Unser Leitartikel:
Von Hunden und Menschen
Lange vor, während und auch nach der rezenten Fußball-Europameisterschaft waren die armen Hunde von Donezk auf allen Internetplattformen und in aller Munde jener, die ihre ganze Energie nach Feierabend den Vierbeinern und ihren Schicksalen widmen.
Die teils manipulierten Photos von grausam zugerichteten Straßenhunden sollten Herzen erweichen und Zorn auf das EM-Gastgeberland schüren. Mit derartigen Methoden wurde bereits vor den Olympischen Spielen in China das Internet überschwemmt. Viele gutherzige Menschen, die sich mit Buddha, dem Lama und anderem esoterischen Krempel alltäglich volldröhnen, sind dafür sehr empfänglich. Unermüdlich werden Flyer gedruckt, Einladungen verschickt und irgendwelche Aktionen geplant. Viele dieser Zeitgenossen verschießen so ihr ganzes Pulver auf ein Ziel, ohne zu erkennen, daß sie sich an Nebenschauplätzen austoben.
Am Mittwoch endete der »schwarze Marsch« der Bergarbeiter aus den Kohlerevieren Spaniens im Zentrum der Hauptstadt Madrid.

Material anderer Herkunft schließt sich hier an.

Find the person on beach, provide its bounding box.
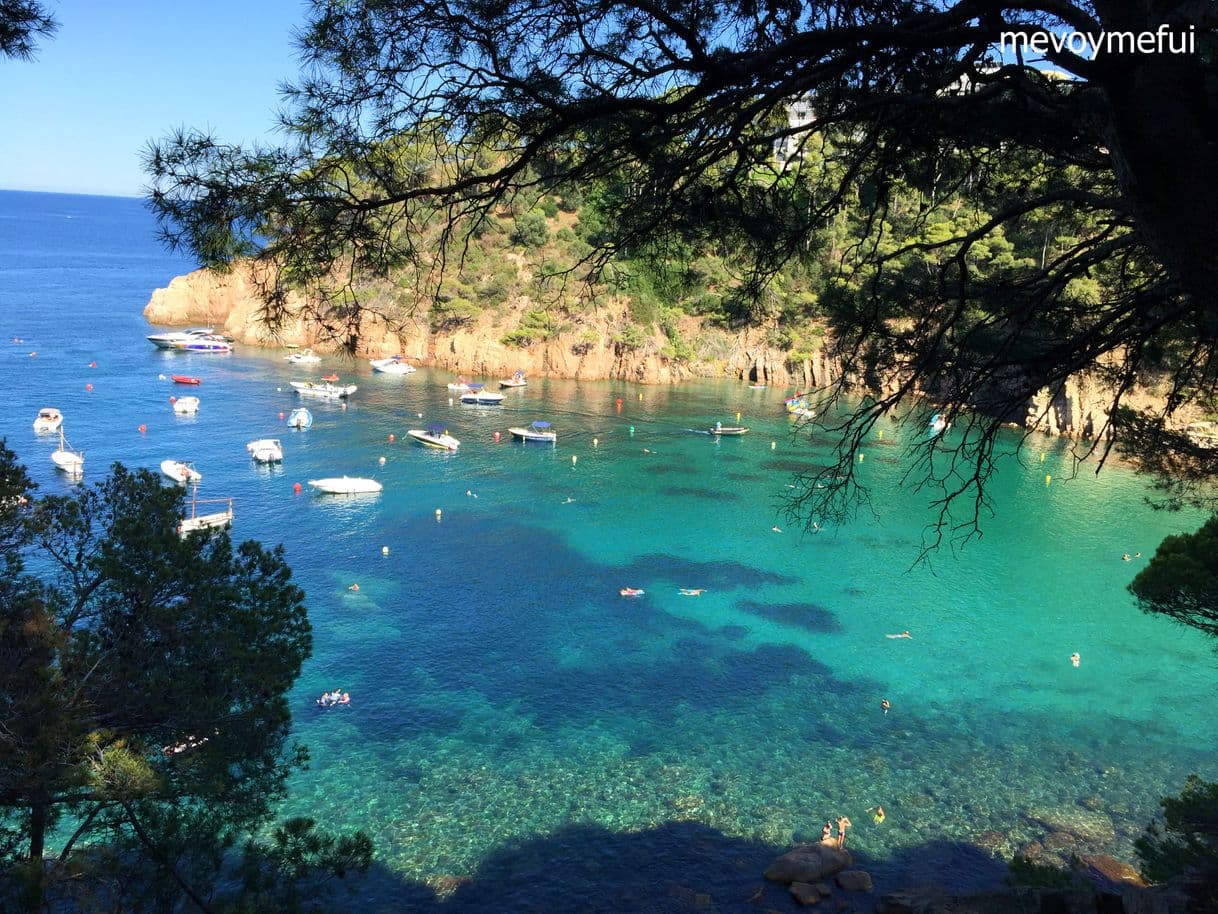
[838,815,854,851]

Nach bewegenden Szenen der Solidarität durch abertausende Menschen kam es, wie es kommen mußte: Provokationen der hochgerüsteten Riot Police führten zu den TV-gerechten Ausschreitungen, bei denen die »Ordnungskräfte« mit äußerster Brutalität gegen Männer, Frauen, Kinder und sogar Menschen im Rollstuhl vorgingen, während drinnen Premierminister Rajoy die von Brüssel gelobten, neuen Austeritätsmaßnahmen verkündete, mit denen auf Kosten des Sozialstaates die Banken gerettet werden sollen.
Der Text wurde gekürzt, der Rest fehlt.